On Crossover Day, signs of a real passage
By Tom Baxter
For just a few moments last Thursday, right before the passage of the hate crimes bill and the long debate over the “heart beat” abortion bill, the dark shadow of one of the most horrific crimes against children in recent memory passed across the Georgia House chamber.
It came before the vote on a bill authored by Rep. Bill Hitchens, a Republican from Effingham County, where the bodies of Mary and Elwin Crocker Jr. were unearthed. Five people, including four family members, have been charged in connection with their torture, starvation and death. The bill was intended to make it harder for people to pull their children out of school under the guise of homeschooling them, without actually doing so.
The bill had originally required more reporting from parents who home school their children, but ran into resistance from the Georgia Home Education Association, which argued that more home school regulation would not result in less abuse. After intense negotiations and seven or eight rewrites, the final version simply directs schools to contact the Department of Family and Children’s Services when parents of children who have dropped out of school don’t file a notice of intent to home school them. It passed, 135-28.
This wasn’t the most controversial measure voted on by the House that eventful evening, but it provides a good frame for what followed. It illustrates how hard it can be to achieve consensus around issues involving parents and their children, even when everybody has the best intentions and the most horrible incentive to do something.

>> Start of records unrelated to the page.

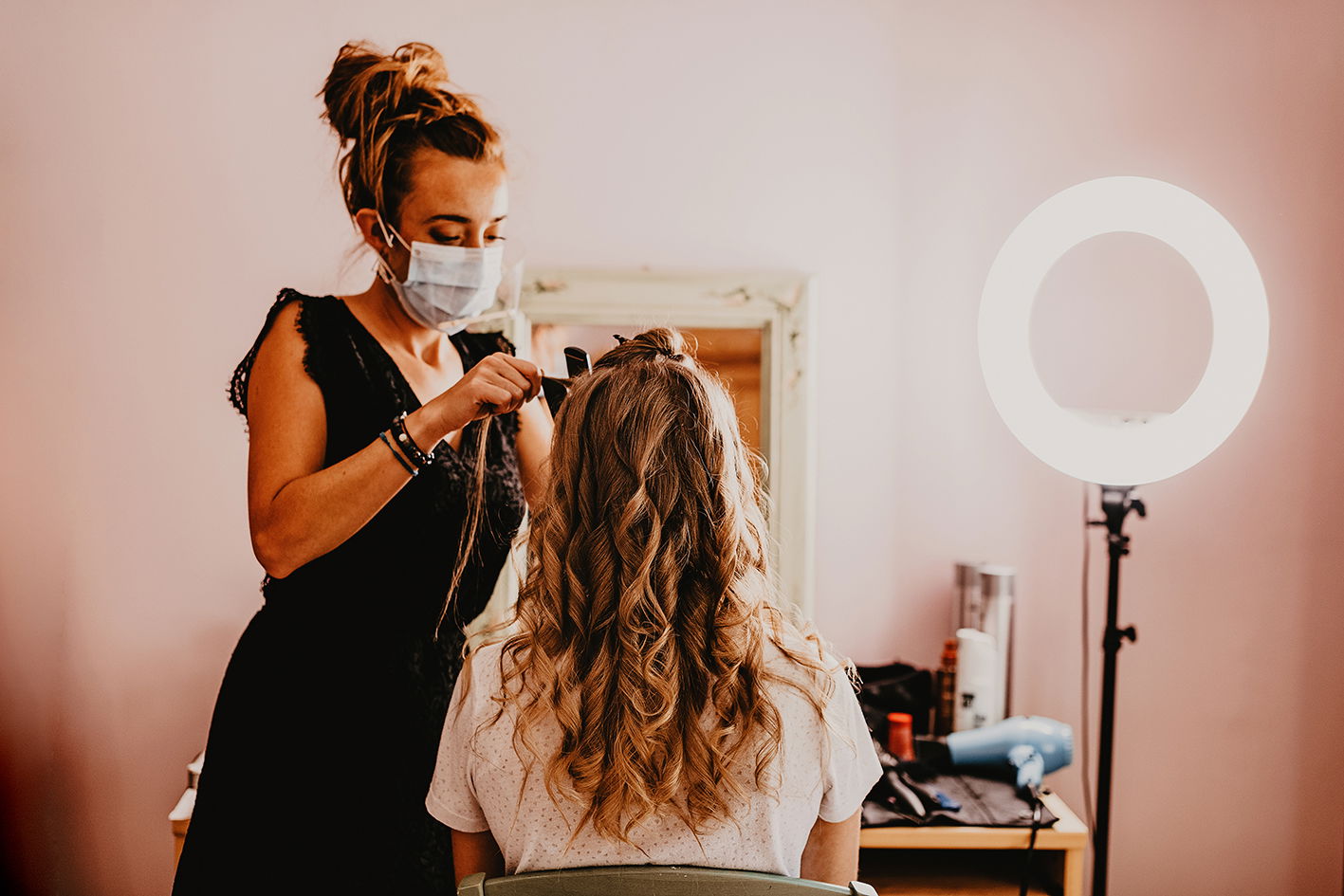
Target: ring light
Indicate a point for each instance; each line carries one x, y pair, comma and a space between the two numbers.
1125, 453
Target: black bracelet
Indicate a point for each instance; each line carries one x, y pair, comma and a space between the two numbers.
408, 444
396, 454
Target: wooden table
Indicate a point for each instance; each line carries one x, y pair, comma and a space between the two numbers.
915, 861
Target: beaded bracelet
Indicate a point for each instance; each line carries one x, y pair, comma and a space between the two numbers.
408, 444
396, 454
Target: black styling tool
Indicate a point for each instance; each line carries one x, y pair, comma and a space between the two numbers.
555, 389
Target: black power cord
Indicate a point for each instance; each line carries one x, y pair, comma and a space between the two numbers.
1031, 844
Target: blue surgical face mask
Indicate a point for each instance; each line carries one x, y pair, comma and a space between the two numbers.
445, 286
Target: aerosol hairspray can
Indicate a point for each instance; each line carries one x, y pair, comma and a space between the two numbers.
976, 674
996, 592
967, 606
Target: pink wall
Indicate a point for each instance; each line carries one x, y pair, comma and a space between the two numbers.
168, 174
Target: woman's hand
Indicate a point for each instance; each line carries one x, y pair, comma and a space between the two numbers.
496, 384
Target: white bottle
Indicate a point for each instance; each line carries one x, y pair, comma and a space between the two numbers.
977, 667
996, 590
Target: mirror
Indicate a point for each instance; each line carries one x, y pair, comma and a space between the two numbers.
751, 328
1093, 338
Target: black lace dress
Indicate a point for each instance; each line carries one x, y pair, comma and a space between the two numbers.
325, 728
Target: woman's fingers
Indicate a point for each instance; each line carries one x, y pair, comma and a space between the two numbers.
521, 371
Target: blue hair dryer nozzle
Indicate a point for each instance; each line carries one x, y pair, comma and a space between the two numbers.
1032, 744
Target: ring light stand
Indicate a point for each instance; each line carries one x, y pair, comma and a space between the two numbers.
1120, 454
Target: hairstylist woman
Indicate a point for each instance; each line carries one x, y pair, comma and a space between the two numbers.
374, 422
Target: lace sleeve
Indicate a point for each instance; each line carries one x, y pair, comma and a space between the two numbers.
242, 374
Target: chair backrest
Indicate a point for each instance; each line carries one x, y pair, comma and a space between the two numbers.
651, 880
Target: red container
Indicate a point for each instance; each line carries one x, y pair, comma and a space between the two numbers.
901, 737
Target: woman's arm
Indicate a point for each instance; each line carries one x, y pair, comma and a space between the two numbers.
831, 853
476, 853
300, 511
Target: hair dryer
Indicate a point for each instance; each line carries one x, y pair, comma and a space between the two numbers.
1032, 744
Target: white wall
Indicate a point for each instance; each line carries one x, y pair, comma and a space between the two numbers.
168, 174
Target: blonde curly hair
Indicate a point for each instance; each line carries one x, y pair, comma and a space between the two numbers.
641, 626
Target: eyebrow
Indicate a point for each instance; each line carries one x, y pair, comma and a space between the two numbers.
460, 219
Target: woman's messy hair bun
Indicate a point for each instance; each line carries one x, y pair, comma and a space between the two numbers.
386, 106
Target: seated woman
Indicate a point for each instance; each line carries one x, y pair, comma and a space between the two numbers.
652, 704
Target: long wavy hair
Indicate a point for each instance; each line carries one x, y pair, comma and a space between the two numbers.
643, 622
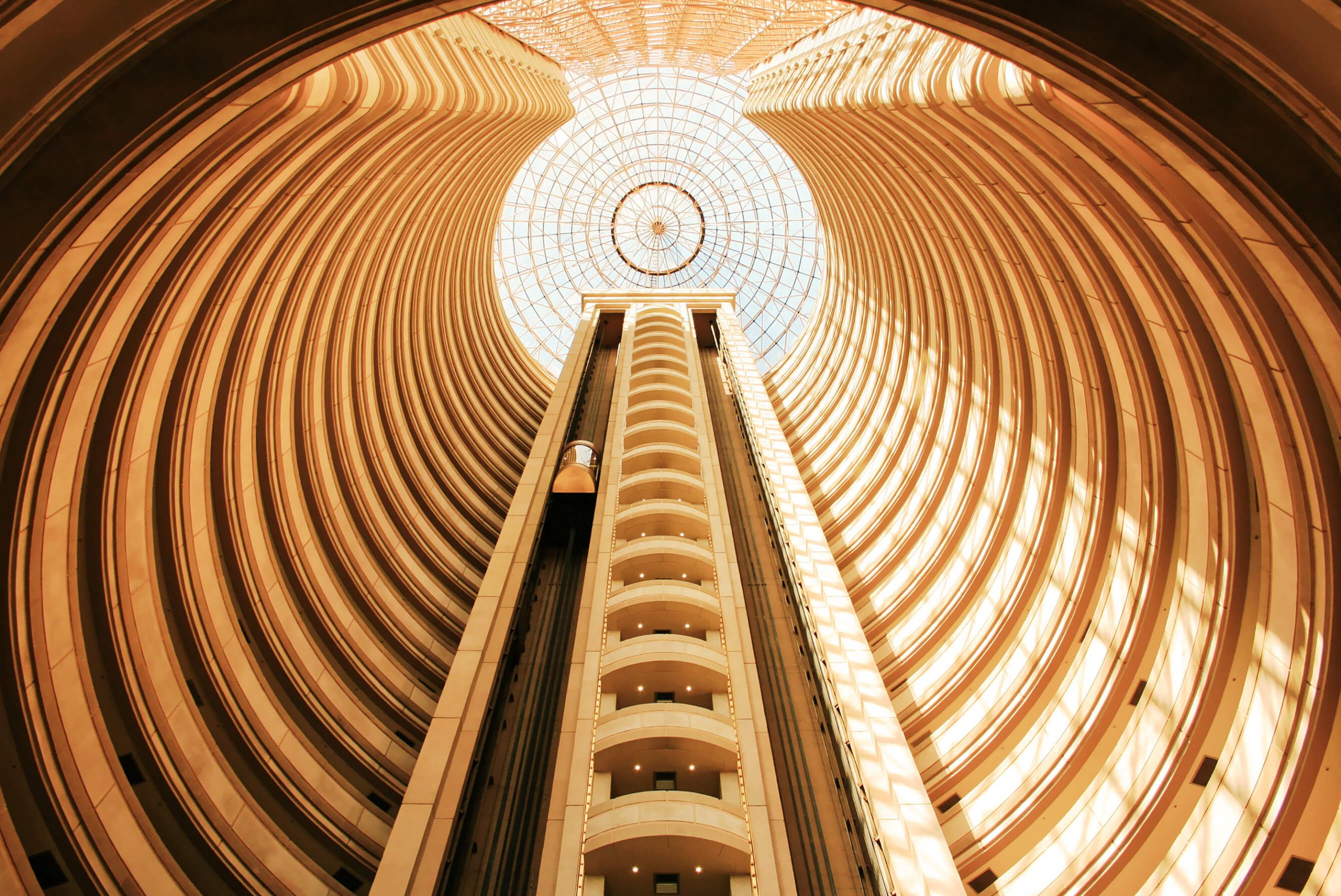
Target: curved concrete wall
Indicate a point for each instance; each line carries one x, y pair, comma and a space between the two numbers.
1068, 411
259, 501
1095, 397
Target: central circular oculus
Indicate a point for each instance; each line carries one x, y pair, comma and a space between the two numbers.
657, 228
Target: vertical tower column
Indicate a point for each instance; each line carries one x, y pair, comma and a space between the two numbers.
671, 787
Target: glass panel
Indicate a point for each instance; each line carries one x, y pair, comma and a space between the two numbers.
659, 183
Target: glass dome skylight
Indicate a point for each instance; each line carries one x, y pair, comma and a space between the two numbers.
659, 183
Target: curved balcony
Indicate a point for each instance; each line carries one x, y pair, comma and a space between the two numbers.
660, 483
660, 431
662, 557
666, 832
659, 336
695, 744
663, 605
662, 518
664, 455
651, 316
639, 670
659, 378
659, 359
660, 392
659, 411
644, 341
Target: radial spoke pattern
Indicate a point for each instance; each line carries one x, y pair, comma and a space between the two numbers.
659, 149
719, 38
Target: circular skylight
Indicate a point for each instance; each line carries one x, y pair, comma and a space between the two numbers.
657, 228
659, 183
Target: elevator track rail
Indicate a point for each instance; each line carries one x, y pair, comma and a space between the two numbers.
832, 847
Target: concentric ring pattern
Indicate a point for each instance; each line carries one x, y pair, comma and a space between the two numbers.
1067, 408
1086, 517
761, 238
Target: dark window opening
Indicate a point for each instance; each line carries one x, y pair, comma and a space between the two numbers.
346, 879
983, 880
132, 769
1140, 690
1296, 875
47, 870
1205, 772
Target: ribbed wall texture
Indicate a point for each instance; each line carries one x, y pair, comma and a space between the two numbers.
259, 503
1067, 416
1068, 412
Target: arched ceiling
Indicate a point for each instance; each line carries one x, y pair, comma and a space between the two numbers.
711, 38
263, 414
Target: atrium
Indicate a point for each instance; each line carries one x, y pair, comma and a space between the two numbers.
619, 448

Crossover Day, the last day for a bill to pass one chamber of the General Assembly in order to be considered for final passage that year, always comes with a dollop of drama. More than in most years, this one seems to have marked a real passage.
You could sense some of the strains emerging within the Republican caucus in Rep. Sheri Gilligan’s opposition to the hate crimes bill authored by Rep. Chuck Efstration. And later among the Democrats, also, when a group of older, mostly male Democrats came to the well to attempt to convince Rep. Renitta Shannon to stand down after her refusal to stop speaking in opposition to the abortion bill.
There was also a sense of passage regarding something more fundamental than the differences within and between the parties. Women have been the primary voices for one side or the other in previous legislative debates, but it’s hard to remember anything that compares to the debate over the abortion bill, which filled most of the evening.
Four Republican men and two Republican women spoke for the bill, including Rep. Mark Newton, vice-chair of the House Health and Human Services Committee. The chair, Rep. Sharon Cooper, who carried her Marietta seat by a handful of votes last year, voted for the bill in committee but was excused from the vote before the full House. She was one of several mostly suburban Republicans who chose not to vote on the measure.
Eleven Democratic women, two Democratic men and one Republican woman spoke against the bill in what was obviously going to be a losing attempt to stop it, even with the Republican no-shows. That was as long a continuous stretch of women’s voices, perhaps, as has ever been heard in the House.
How they talked was new, as well. Rep. Ed Setzler, the bill’s author, and the child of a woman who gave him up for adoption, spoke in front of a laptop which he said contained a gruesome picture of the results of an abortion. He wasn’t going to turn the laptop and show it, he said.
His women opponents, on the other hand, went into considerable detail about the conditions that could cause women to seek abortions, and what abortions were like the days before they were legal. They talked about the abortions of women they knew, and two legislators, Shannon and Rep. Park Cannon, talked about their own abortions.
After almost 20 years, Shannon said, “I do not regret my decision, and I am not scarred.”
The bill passed, 93-73, and goes on to a Senate which has been reluctant to take up the issue and Gov. Brian Kemp, who unsuccessfully pushed an alternative. It nevertheless was a high-water mark for Georgia anti-abortion activists, looking forward now to a day when the U.S. Supreme Court overturns Roe v. Wade. At what cost or benefit to the Republicans, only time will tell, but the debate over this bill has set the stage for a new era in the General Assembly.